La typographie mise en ordre
La bibliothèque de l’école Estienne a constitué au fil des années un fonds remarquable d’ouvrages ayant trait à la typographie et à l’imprimerie, constitué d’achats avisés mais aussi de legs et de donations provenant de collectionneurs et de professionnels. Ce fonds est notamment constitué d’ouvrages techniques et à vocation pédagogique, qui résonnent singulièrement dans le lieu de transmission du savoir où ils sont librement consultables, dont un exemplaire particulièrement homogène s’il en est de « L’Encyclopédie ou Dictionnaire raisonné des sciences, des arts et des métiers » éditée à partir de 1751 sous la direction de Diderot et d’Alembert.

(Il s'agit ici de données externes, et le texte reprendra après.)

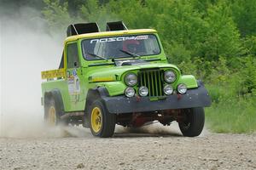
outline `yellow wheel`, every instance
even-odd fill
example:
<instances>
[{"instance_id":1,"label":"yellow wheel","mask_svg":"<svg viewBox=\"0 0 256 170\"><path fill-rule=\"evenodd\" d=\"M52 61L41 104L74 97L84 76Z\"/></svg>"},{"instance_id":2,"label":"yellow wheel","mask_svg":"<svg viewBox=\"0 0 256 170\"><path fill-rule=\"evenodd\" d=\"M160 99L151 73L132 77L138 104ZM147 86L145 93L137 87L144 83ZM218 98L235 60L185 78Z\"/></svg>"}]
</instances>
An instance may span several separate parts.
<instances>
[{"instance_id":1,"label":"yellow wheel","mask_svg":"<svg viewBox=\"0 0 256 170\"><path fill-rule=\"evenodd\" d=\"M96 100L89 110L90 132L101 138L111 137L114 132L115 115L108 113L102 100Z\"/></svg>"},{"instance_id":2,"label":"yellow wheel","mask_svg":"<svg viewBox=\"0 0 256 170\"><path fill-rule=\"evenodd\" d=\"M98 107L95 107L91 110L90 122L91 128L95 133L100 132L102 128L102 110Z\"/></svg>"}]
</instances>

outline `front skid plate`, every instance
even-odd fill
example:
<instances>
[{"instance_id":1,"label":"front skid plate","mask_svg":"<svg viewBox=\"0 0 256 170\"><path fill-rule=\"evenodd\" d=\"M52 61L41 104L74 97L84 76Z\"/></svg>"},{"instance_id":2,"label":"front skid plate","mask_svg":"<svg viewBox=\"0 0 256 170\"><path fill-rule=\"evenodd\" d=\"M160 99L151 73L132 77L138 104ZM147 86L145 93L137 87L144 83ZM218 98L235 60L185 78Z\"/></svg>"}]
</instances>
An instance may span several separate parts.
<instances>
[{"instance_id":1,"label":"front skid plate","mask_svg":"<svg viewBox=\"0 0 256 170\"><path fill-rule=\"evenodd\" d=\"M210 96L203 86L188 89L185 94L172 94L165 99L156 101L150 101L149 97L142 97L138 100L136 97L127 98L125 96L102 97L102 99L105 101L108 111L114 114L211 105Z\"/></svg>"}]
</instances>

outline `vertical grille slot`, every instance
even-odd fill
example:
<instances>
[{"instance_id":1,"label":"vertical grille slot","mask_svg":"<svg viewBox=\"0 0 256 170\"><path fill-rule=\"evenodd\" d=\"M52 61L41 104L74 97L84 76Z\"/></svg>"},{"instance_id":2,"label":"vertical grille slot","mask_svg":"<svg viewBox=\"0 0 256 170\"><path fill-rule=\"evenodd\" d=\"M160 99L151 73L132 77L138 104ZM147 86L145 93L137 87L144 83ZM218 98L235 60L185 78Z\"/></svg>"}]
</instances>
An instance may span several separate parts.
<instances>
[{"instance_id":1,"label":"vertical grille slot","mask_svg":"<svg viewBox=\"0 0 256 170\"><path fill-rule=\"evenodd\" d=\"M138 85L148 88L148 96L162 96L162 71L160 70L146 70L138 72Z\"/></svg>"}]
</instances>

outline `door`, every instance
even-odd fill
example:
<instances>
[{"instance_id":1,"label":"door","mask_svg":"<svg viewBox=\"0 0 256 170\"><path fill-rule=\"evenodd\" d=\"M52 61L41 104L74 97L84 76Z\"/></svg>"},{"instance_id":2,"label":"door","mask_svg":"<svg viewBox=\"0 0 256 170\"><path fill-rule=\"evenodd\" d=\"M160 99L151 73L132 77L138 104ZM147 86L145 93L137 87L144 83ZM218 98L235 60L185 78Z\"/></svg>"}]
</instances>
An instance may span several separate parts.
<instances>
[{"instance_id":1,"label":"door","mask_svg":"<svg viewBox=\"0 0 256 170\"><path fill-rule=\"evenodd\" d=\"M67 44L67 83L70 96L71 110L76 110L80 97L80 63L77 42Z\"/></svg>"}]
</instances>

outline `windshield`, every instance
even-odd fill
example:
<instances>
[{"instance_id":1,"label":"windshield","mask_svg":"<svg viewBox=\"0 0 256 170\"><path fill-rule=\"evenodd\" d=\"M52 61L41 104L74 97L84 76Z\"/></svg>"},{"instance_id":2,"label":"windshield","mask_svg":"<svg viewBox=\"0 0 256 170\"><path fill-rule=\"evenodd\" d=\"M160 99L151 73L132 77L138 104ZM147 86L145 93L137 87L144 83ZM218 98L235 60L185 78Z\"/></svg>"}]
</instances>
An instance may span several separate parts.
<instances>
[{"instance_id":1,"label":"windshield","mask_svg":"<svg viewBox=\"0 0 256 170\"><path fill-rule=\"evenodd\" d=\"M154 35L132 35L85 39L82 41L86 60L156 55L160 53Z\"/></svg>"}]
</instances>

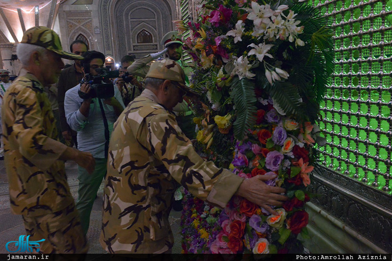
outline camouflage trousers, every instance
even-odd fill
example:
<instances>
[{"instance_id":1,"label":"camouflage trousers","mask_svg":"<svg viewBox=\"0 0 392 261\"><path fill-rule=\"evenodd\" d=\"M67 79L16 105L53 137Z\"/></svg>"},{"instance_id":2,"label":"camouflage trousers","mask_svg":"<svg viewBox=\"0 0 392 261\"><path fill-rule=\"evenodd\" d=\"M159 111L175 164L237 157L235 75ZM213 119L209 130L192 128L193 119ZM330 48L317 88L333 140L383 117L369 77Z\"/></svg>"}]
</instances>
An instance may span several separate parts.
<instances>
[{"instance_id":1,"label":"camouflage trousers","mask_svg":"<svg viewBox=\"0 0 392 261\"><path fill-rule=\"evenodd\" d=\"M30 241L45 239L40 243L39 253L87 253L88 245L74 204L50 214L36 216L22 215L22 218Z\"/></svg>"}]
</instances>

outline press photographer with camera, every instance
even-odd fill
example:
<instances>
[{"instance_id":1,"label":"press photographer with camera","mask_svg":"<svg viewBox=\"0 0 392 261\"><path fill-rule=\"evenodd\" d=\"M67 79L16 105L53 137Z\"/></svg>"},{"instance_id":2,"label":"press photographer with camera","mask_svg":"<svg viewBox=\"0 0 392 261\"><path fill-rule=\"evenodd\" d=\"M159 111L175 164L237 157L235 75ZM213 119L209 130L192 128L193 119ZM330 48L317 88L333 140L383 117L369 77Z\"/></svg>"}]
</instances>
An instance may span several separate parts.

« La Science pratique de l’imprimerie », publiée en 1723 par son auteur, le libraire-imprimeur Martin-Dominique Fertel, à Saint-Omer, est le premier ouvrage de cette collection par sa date de parution. L’un de ses traits particuliers est de dispenser pour la première fois de façon aussi détaillée les usages de la composition du livre et de son impression sous la forme de figures et d’instructions très faciles pour se perfectionner dans cet art, ainsi que le mentionne son sous-titre. Il est ainsi le premier ouvrage à offrir une description aussi étendue de l’art de l’imprimeur publié en langue française.

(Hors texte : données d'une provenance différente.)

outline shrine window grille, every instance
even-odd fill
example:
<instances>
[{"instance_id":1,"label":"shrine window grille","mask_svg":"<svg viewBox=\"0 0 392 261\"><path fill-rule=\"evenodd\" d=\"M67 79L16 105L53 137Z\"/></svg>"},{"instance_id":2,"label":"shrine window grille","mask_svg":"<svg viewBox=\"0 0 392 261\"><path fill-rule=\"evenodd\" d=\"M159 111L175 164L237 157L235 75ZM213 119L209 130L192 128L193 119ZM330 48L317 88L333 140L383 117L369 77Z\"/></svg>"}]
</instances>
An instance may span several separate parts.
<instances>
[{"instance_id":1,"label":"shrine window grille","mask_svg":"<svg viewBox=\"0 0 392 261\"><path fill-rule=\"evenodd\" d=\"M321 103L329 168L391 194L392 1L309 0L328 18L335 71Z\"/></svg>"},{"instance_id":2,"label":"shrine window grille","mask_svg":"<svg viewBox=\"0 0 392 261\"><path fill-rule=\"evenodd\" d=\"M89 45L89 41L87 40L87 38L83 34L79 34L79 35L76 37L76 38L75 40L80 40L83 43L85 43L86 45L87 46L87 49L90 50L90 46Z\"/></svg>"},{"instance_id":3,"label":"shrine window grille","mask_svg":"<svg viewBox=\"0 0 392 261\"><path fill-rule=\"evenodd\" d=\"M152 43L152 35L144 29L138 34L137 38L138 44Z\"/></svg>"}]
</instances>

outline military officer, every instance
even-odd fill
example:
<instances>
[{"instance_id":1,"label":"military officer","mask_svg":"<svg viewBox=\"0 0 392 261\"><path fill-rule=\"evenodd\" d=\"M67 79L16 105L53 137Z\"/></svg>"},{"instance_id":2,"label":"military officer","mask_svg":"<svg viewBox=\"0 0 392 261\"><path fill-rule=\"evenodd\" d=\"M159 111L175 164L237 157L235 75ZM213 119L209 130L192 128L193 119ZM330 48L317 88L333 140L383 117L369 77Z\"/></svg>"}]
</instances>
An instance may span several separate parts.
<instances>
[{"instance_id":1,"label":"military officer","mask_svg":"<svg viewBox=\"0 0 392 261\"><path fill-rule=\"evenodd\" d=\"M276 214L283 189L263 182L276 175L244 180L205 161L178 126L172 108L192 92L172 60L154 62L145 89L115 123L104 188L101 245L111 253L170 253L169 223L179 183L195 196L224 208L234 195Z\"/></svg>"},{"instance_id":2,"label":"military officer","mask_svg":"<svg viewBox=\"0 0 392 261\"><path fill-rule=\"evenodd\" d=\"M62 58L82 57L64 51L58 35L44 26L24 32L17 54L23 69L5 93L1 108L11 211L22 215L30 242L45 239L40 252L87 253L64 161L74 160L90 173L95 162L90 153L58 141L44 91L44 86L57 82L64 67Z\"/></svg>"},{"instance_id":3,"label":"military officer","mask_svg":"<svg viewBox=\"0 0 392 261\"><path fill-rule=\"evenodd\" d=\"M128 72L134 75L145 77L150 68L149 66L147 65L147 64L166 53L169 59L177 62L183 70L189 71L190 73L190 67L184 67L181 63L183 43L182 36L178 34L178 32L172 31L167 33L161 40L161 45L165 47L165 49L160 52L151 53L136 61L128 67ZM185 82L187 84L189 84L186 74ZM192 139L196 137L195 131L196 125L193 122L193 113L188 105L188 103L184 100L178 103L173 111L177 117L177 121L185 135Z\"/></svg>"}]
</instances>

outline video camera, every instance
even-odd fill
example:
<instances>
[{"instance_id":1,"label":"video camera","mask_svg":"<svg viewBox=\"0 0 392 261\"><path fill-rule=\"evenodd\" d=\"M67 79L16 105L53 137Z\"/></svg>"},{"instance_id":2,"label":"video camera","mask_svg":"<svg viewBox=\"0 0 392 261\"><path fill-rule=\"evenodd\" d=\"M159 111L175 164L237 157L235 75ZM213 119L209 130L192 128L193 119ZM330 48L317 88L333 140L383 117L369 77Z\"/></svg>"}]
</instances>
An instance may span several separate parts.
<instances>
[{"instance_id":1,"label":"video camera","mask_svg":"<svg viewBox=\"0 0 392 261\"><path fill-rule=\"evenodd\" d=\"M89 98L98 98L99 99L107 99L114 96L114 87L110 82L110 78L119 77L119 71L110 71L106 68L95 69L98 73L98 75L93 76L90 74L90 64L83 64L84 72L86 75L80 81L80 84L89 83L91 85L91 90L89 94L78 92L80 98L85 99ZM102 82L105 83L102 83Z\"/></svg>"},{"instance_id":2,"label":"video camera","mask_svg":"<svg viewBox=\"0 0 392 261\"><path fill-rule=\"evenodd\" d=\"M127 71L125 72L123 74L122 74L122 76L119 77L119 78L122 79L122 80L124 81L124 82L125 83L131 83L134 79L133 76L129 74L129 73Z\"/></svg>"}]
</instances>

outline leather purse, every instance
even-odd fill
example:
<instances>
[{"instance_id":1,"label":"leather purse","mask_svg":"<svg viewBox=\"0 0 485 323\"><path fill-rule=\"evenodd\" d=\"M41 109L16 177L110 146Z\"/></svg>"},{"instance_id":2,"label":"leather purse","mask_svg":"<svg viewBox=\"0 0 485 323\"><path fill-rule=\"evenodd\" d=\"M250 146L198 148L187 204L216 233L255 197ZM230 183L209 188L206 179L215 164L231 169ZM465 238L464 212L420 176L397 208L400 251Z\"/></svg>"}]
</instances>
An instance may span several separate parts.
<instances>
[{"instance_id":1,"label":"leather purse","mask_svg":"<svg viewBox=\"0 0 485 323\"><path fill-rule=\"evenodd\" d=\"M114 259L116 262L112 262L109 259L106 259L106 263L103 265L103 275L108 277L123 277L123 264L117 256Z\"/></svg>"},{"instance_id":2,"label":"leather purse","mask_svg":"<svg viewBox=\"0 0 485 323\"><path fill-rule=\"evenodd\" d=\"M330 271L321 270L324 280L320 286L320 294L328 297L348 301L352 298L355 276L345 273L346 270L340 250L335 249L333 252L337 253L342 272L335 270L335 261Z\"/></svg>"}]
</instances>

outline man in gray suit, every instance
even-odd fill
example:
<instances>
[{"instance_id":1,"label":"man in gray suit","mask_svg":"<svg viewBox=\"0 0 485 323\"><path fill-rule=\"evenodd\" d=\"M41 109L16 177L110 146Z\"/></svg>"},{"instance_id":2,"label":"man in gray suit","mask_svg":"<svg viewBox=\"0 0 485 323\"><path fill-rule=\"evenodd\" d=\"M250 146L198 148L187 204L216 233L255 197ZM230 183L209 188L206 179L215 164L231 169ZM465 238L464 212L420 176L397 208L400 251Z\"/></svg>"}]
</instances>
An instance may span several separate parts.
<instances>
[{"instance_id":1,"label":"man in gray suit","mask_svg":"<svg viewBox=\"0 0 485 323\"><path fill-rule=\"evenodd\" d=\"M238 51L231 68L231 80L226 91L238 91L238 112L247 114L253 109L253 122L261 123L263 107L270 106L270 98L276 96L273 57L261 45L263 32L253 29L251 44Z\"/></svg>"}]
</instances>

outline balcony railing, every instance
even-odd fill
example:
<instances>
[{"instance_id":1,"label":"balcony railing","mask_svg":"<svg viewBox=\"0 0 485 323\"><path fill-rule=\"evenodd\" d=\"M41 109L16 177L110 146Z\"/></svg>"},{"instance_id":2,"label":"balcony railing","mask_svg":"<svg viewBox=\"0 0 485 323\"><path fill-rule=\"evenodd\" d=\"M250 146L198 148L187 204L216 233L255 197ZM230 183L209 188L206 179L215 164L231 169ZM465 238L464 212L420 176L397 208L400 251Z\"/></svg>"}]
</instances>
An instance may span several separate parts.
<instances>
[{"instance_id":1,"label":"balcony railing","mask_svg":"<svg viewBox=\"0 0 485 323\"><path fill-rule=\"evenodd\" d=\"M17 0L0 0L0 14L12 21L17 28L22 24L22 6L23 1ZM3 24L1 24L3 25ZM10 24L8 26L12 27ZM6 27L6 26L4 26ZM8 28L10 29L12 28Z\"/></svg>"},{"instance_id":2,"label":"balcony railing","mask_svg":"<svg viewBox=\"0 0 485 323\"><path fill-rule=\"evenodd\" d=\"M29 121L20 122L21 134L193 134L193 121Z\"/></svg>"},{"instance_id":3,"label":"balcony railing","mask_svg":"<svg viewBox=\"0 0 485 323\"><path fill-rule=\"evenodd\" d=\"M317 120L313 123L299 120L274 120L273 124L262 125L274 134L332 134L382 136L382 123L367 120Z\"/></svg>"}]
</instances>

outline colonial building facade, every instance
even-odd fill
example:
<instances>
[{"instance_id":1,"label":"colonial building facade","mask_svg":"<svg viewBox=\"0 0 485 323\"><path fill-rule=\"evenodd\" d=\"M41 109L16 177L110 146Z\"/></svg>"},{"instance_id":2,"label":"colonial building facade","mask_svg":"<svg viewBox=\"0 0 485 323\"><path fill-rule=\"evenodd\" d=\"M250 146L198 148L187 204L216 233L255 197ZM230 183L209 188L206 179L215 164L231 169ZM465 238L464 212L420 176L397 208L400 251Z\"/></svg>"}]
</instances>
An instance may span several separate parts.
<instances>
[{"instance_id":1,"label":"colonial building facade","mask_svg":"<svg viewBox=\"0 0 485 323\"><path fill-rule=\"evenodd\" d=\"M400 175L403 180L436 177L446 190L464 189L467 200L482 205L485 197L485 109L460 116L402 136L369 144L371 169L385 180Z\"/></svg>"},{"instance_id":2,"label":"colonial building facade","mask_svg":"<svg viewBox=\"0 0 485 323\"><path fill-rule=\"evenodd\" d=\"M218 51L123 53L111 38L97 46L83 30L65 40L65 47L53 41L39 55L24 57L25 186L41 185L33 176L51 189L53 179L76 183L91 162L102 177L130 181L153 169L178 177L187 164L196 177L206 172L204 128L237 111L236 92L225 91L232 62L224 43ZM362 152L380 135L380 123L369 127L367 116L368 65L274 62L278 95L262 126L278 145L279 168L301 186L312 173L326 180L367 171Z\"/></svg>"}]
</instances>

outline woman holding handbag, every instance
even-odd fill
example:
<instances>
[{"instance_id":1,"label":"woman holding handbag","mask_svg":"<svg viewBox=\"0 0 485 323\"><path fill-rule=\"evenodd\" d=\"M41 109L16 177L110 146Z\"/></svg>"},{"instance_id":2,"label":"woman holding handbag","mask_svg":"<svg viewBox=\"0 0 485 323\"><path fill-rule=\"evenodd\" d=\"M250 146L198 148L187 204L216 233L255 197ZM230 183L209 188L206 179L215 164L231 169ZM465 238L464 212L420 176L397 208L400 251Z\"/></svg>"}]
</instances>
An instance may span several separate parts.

Dans sa préface, Fertel fait état de son constat d’absence d’ouvrages traitant de l’imprimerie. Il n’aura pas eu connaissance, durant ses dix ans de voyage en France et à l’étranger, des travaux de Alonso Victor de Paredes et de ceux de Joseph Moxon. Le premier publie en Espagne « Institución y origen del arte de la imprenta » vers 1680, mais cet ouvrage ne connaît qu’une diffusion très confidentielle. Joseph Moxon publie à Londres en 1683 le second volume des « Mechanick Exercises », intitulé « The Doctrine of Handy-Works Applied to the Art of Printing ». Son contenu s’avère distinct et comme complémentaire de celui que développera Fertel dans « La Science pratique de l’imprimerie ». Dans son article relatif à « La Science pratique de l’imprimerie », Giles Barber éclaire la différence des approches et des visées respectives de Moxon et de Fertel in Giles Gaudard Barber, « French Letterpress Printing. A list of French printing manuals and others texts in French bearing on the technique of letterpress printing, 1567-1900 », Oxford, Oxford Bibliographical Society, Bodleian Library, 1969. Le livre de Moxon fait date outre-Manche mais reste méconnu du reste de l’Europe en ce début de XVIIIe siècle et Fertel n’en aura pas connaissance.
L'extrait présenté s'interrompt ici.